The toolmaker has several choices in forming or shaping mold cavities. Usually a combination of methods is used to produce a finished shape. The typical methods are:
- Conventional Machining
- Computer Numerical Control (CNC )
- Electrical Discharge Machining (EDM)
This involves the production of cavities and cores by a machinist using the engine lathe, milling machine, drill press, and grinders.
Computer Numerical Control (CNC):
A computer programmed and controlled machine tool is used to drive tool motion to produce the desired cavity or core shape.
Electrical Discharge Machining (EDM):
Controlled electrical sparks, from an electrode machined to the desired shape, are used to erode a matching shape into the mold cavity or core steel. The electrode is typically graphite, while the mold steel part is typically submerged in a dielectric fluid.
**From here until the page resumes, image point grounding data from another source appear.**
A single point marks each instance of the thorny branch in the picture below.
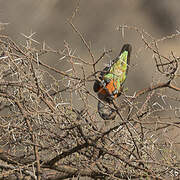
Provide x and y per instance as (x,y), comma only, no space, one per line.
(50,128)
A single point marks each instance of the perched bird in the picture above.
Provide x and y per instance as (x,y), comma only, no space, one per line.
(110,83)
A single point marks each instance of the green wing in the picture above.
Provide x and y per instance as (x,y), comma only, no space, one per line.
(118,71)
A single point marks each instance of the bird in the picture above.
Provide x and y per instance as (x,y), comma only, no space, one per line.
(109,84)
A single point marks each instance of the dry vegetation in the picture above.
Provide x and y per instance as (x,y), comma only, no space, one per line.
(44,135)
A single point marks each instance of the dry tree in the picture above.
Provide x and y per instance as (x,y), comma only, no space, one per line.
(49,128)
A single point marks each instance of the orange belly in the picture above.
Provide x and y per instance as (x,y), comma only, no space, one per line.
(111,86)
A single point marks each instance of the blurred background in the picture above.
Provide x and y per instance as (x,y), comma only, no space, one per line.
(98,22)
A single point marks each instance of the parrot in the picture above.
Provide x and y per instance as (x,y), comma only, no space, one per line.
(109,85)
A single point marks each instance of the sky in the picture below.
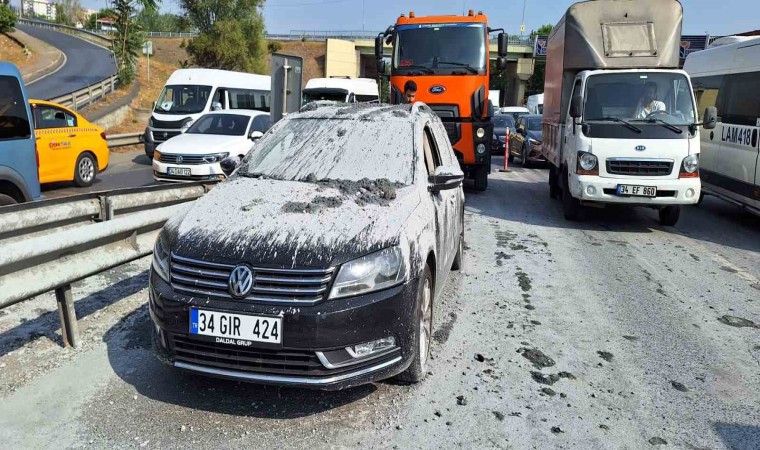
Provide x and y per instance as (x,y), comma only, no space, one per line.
(716,17)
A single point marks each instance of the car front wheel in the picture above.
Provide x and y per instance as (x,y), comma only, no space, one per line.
(423,330)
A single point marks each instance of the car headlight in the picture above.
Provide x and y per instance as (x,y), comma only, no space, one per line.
(691,163)
(587,161)
(379,270)
(214,157)
(161,258)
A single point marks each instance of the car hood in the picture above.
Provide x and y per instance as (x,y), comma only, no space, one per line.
(203,144)
(289,224)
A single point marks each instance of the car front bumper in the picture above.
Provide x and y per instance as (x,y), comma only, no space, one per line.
(309,334)
(589,188)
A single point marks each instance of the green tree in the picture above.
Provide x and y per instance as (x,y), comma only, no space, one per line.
(128,37)
(231,34)
(7,19)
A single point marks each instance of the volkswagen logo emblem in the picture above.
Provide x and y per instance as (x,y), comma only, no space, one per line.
(437,89)
(241,281)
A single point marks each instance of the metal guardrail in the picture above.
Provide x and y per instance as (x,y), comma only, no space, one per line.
(50,244)
(121,140)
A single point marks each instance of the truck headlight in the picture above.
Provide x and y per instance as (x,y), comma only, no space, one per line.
(376,271)
(587,161)
(161,258)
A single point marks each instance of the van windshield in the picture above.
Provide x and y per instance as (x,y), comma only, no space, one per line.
(183,99)
(14,118)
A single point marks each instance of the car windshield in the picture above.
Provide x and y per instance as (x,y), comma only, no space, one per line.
(443,48)
(534,124)
(639,97)
(14,119)
(298,149)
(222,124)
(183,99)
(503,121)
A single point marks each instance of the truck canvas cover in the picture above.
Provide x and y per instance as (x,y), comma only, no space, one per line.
(609,34)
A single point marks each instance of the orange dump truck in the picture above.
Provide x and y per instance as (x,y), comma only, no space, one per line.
(448,59)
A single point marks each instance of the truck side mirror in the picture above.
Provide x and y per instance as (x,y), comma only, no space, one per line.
(503,42)
(575,106)
(711,118)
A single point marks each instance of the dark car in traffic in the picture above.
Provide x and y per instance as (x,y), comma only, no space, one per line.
(319,261)
(526,141)
(503,125)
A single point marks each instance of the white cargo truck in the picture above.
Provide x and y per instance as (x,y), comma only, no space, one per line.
(619,121)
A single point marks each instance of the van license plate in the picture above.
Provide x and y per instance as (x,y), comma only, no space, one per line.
(236,327)
(637,191)
(183,171)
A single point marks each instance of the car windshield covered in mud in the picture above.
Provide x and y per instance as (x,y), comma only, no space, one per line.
(318,262)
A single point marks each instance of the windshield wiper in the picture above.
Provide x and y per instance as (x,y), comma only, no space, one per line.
(466,66)
(667,125)
(615,119)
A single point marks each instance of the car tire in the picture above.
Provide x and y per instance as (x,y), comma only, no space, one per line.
(481,178)
(85,170)
(669,215)
(554,190)
(423,330)
(6,200)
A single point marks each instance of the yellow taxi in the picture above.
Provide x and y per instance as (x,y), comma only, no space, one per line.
(70,148)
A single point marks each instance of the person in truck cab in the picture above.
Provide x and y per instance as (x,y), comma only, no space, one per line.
(410,92)
(648,103)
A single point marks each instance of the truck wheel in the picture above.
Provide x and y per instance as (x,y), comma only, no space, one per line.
(571,207)
(85,170)
(6,200)
(554,190)
(423,330)
(481,178)
(669,215)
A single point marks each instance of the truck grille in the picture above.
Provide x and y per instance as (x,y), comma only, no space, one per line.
(641,167)
(282,286)
(192,160)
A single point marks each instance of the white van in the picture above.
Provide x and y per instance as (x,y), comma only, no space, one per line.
(189,93)
(535,104)
(728,77)
(344,90)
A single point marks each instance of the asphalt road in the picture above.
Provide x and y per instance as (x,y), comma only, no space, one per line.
(85,64)
(610,333)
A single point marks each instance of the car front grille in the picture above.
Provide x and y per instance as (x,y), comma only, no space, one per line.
(190,160)
(281,286)
(641,167)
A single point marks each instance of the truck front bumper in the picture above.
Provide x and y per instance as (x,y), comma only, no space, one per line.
(589,188)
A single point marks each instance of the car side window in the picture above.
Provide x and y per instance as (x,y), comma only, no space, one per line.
(52,117)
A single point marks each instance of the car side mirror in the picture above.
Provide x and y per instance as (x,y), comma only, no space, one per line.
(575,106)
(229,164)
(445,178)
(711,118)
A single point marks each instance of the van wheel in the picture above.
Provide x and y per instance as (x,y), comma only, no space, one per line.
(423,330)
(85,170)
(669,215)
(481,178)
(554,190)
(6,200)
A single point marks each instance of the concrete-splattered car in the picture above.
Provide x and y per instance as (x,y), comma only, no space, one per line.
(319,261)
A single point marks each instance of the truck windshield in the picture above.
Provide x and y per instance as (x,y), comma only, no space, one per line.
(641,97)
(445,48)
(183,99)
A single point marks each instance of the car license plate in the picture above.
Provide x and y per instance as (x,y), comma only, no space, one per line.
(185,172)
(637,191)
(236,327)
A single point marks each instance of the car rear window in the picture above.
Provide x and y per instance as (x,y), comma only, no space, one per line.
(14,118)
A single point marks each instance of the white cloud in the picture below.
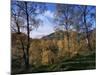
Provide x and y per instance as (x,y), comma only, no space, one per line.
(49,14)
(47,27)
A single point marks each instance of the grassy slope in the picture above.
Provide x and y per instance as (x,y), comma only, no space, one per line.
(76,63)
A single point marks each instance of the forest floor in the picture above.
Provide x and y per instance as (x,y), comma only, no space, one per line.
(76,63)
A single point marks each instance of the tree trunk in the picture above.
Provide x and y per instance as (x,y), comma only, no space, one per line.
(28,37)
(87,31)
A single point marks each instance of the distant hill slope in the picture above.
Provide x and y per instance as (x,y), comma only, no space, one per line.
(61,34)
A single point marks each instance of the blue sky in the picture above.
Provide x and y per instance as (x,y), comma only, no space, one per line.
(48,22)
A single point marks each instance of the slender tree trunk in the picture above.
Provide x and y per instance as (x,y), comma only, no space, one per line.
(87,31)
(24,53)
(28,37)
(18,28)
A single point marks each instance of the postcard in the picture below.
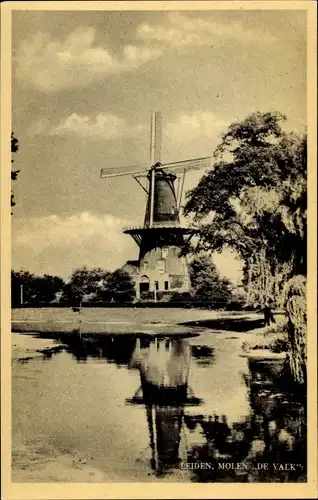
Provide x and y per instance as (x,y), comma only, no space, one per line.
(158,255)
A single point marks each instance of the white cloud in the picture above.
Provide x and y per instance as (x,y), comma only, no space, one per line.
(104,125)
(58,245)
(51,65)
(181,30)
(200,123)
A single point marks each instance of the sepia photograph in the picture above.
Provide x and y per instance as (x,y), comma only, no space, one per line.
(157,259)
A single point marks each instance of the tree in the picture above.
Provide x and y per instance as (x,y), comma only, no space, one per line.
(254,201)
(207,285)
(83,282)
(14,173)
(25,280)
(35,289)
(117,287)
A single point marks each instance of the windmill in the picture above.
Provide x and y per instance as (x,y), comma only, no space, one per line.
(161,265)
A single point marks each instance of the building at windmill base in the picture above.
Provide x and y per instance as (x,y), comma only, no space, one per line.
(161,267)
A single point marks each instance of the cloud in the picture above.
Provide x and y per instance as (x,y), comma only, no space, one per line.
(199,123)
(103,126)
(181,30)
(51,65)
(58,245)
(106,126)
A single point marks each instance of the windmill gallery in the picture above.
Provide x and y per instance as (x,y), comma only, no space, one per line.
(161,266)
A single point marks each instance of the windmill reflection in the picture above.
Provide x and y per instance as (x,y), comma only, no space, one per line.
(164,368)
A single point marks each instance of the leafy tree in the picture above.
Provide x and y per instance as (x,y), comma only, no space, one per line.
(117,287)
(24,279)
(254,201)
(14,173)
(35,289)
(83,282)
(207,285)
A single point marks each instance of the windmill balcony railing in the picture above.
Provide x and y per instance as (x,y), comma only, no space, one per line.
(156,225)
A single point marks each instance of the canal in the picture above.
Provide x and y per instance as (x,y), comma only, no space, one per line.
(138,408)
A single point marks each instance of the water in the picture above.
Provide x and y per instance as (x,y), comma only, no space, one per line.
(137,408)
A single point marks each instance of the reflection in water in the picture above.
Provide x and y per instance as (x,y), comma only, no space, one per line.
(274,432)
(164,369)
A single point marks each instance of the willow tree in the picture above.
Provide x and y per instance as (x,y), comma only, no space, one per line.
(254,201)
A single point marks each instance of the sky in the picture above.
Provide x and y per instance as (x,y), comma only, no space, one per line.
(84,85)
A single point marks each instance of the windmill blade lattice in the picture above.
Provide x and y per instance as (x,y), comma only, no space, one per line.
(120,171)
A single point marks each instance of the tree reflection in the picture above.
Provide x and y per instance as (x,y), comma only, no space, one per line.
(275,433)
(164,368)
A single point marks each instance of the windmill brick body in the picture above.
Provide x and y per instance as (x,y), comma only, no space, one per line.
(161,265)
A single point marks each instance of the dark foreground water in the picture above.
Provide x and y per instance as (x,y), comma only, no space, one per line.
(143,409)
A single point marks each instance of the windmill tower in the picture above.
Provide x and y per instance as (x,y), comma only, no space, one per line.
(160,266)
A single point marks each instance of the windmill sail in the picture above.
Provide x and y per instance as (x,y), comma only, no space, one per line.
(120,171)
(186,165)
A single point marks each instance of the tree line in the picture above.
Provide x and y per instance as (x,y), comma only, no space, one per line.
(96,285)
(254,201)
Hobbing produces a cavity by forcing a hard and polished hob, made in the shape of the molded part, into the mold cavity material. This process eliminates a lot of machining and produces identical, multiple cavities, with a highly polished surface.
A variety of casting methods have been developed to produce cavities or cores.
This method is used to produce cavities or cores where accurate surface reproduction is needed such as a wood or leather grain effect.
Cavities and cores can also be made by casting materials such as beryllium copper. The molten alloy can be poured over a hard, polished master, and pressure applied until the metal cools to the desired shape.